3.1.    De rechtbank heeft terecht overwogen dat de Dienst het kindgebonden budget over het jaar 2021 terecht heeft herzien en vastgesteld op nihil, omdat het vermogen van [appellante] te hoog is om in aanmerking te komen voor het kindgebonden budget. Dat de hoogte van het kindgebonden budget afhankelijk is van de draagkracht op basis van het inkomen en het vermogen staat namelijk in artikel 1, tweede lid, van de Wet op het kindgebonden budget. De wet biedt geen ruimte om hiervan af te wijken. Zoals de rechtbank terecht heeft overwogen, lag het op de weg van [appellante] om zich op de hoogte te stellen van de geldende voorwaarden om aanspraak te maken op het kindgebonden budget. De rechtbank heeft verder, onder verwijzing naar de uitspraak van de Afdeling van 15 februari 2017, ECLI:NL:RVS:2017:410, terecht overwogen dat aan de verlening van een voorschot geen gerechtvaardigd vertrouwen kan worden ontleend.

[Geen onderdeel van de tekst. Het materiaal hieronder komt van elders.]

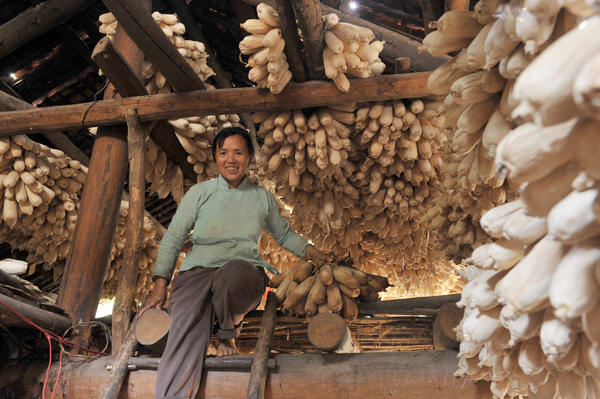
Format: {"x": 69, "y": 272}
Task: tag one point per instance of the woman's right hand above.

Dat de hoogte van de aan [appellante] toegekende voorschotten jarenlang is bevestigd in definitieve besluiten maakt dit niet anders. Dit betekent namelijk niets anders dan dat zij in die jaren, volgens de bij de Dienst bekende gegevens, op grond van haar draagkracht wel in aanmerking kwam voor het kindgebonden budget.

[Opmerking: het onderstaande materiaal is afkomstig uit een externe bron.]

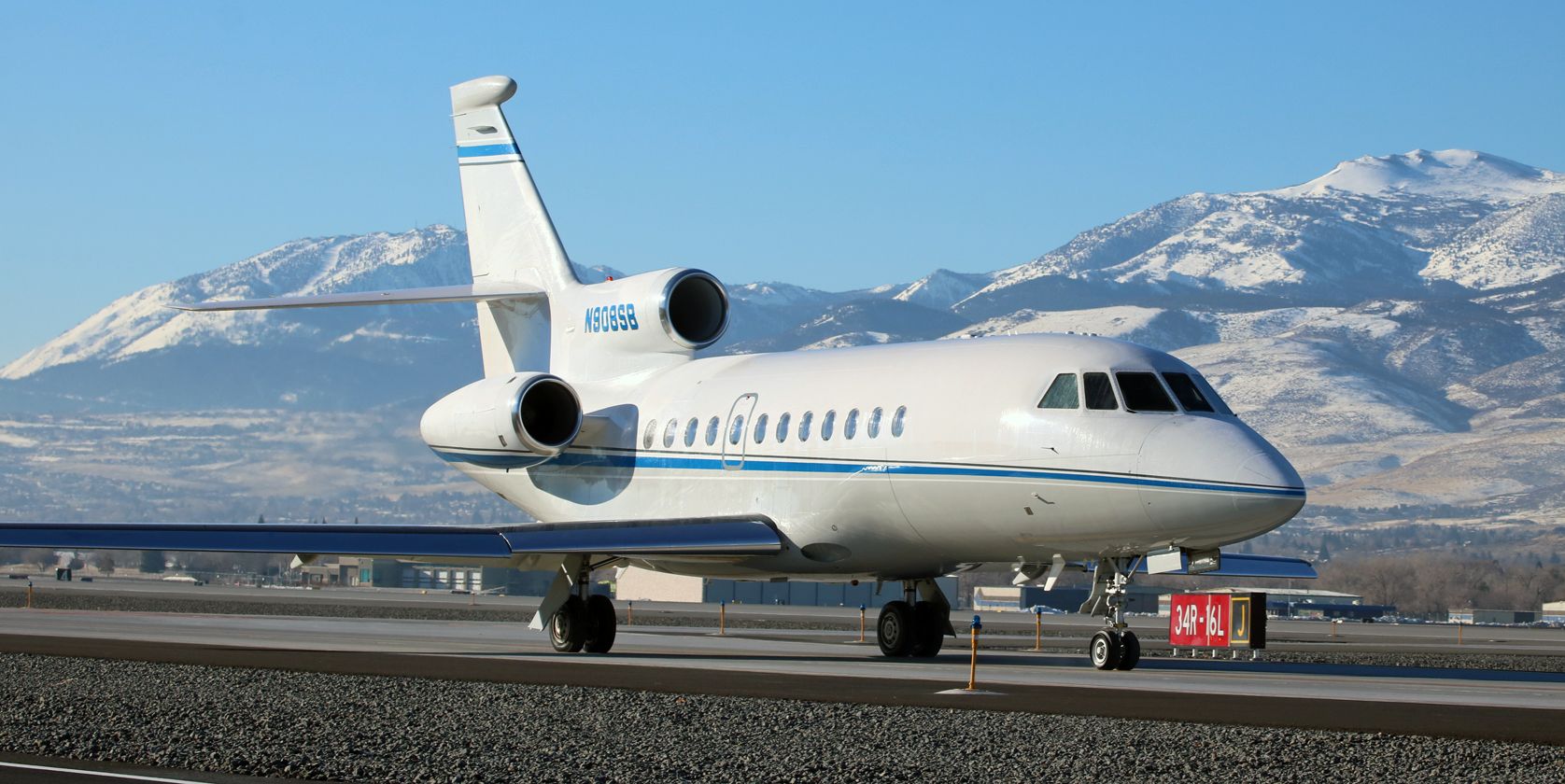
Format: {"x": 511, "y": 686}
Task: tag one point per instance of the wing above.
{"x": 401, "y": 296}
{"x": 742, "y": 536}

4.       [appellante] betoogt dat het tegenstrijdig is dat zij op grond van haar jaarinkomen recht heeft op het kindgebonden budget, maar dat zij dat recht verliest omdat zij een (te groot) deel van dit jaarinkomen heeft gespaard. Het is bovendien onredelijk dat voor haar, als alleenstaande ouder, een lagere maximale vermogensgrens geldt dan voor een ouder met een partner. Zij stelt verder dat zij met de kennis van nu andere keuzes had gemaakt wat betreft haar vermogensopbouw. Nu het definitieve besluit over haar kindgebonden budget pas op 11 januari 2023 is genomen, is zij bovendien ook te laat om andere keuzes te maken wat betreft de toeslagjaren 2022 en 2023.

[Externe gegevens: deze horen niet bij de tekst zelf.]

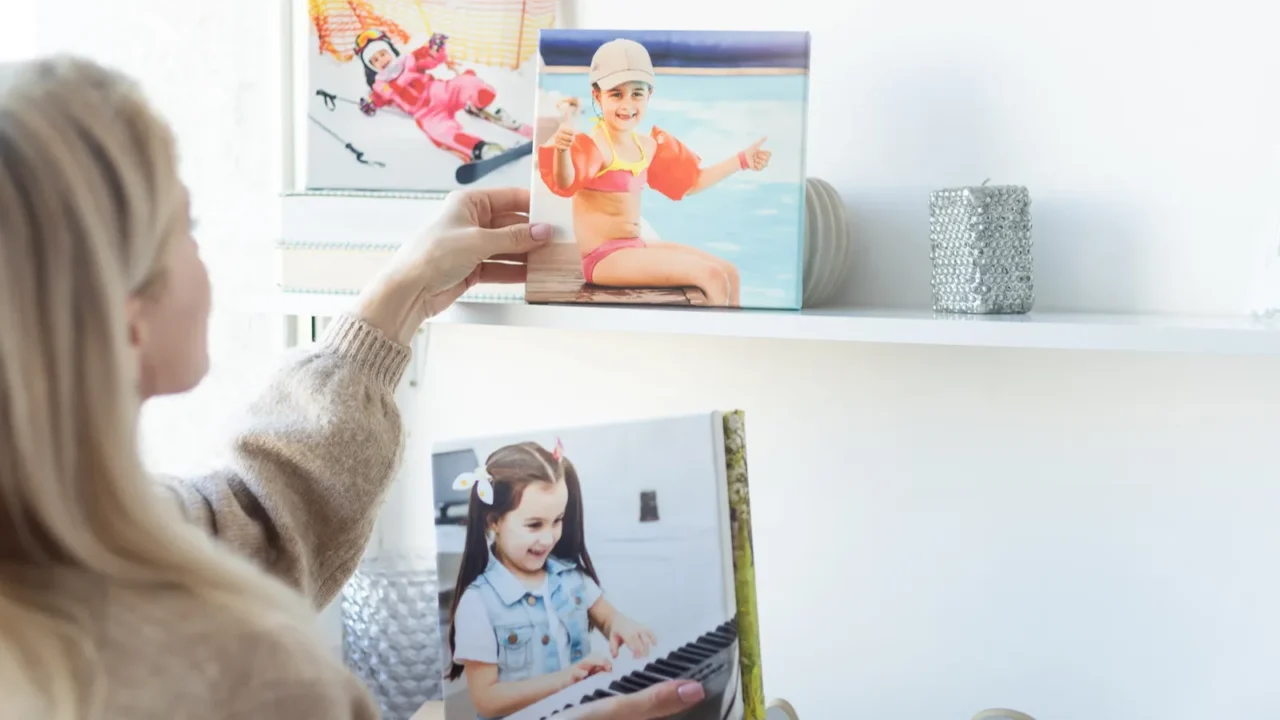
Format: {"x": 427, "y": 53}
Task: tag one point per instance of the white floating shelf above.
{"x": 1061, "y": 331}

4.1.    Deze gronden zijn zo goed als een herhaling van wat [appellante] in beroep heeft aangevoerd. De rechtbank is gemotiveerd op die gronden ingegaan. De Afdeling kan zich vinden in het oordeel van de rechtbank hierover en in de onder 10 opgenomen overweging. De Afdeling voegt daaraan nog toe dat zij begrijpt dat het voor [appellante] vervelend is dat zij pas in januari 2023 op de hoogte raakte van de omstandigheid dat zij, vanwege haar vermogen, geen aanspraak meer maakte op het kindgebonden budget. Dat de Dienst haar daar niet van tevoren voor heeft gewaarschuwd, kan echter niet leiden tot de conclusie dat de Dienst het kindgebonden budget ten onrechte op nihil heeft gesteld.
5.       [appellante] betoogt verder dat het onredelijk is dat zij rente moet betalen over het terug te vorderen bedrag. Het bedrag aan rente loopt namelijk steeds verder op, terwijl zij over haar spaargeld nauwelijks rente heeft ontvangen.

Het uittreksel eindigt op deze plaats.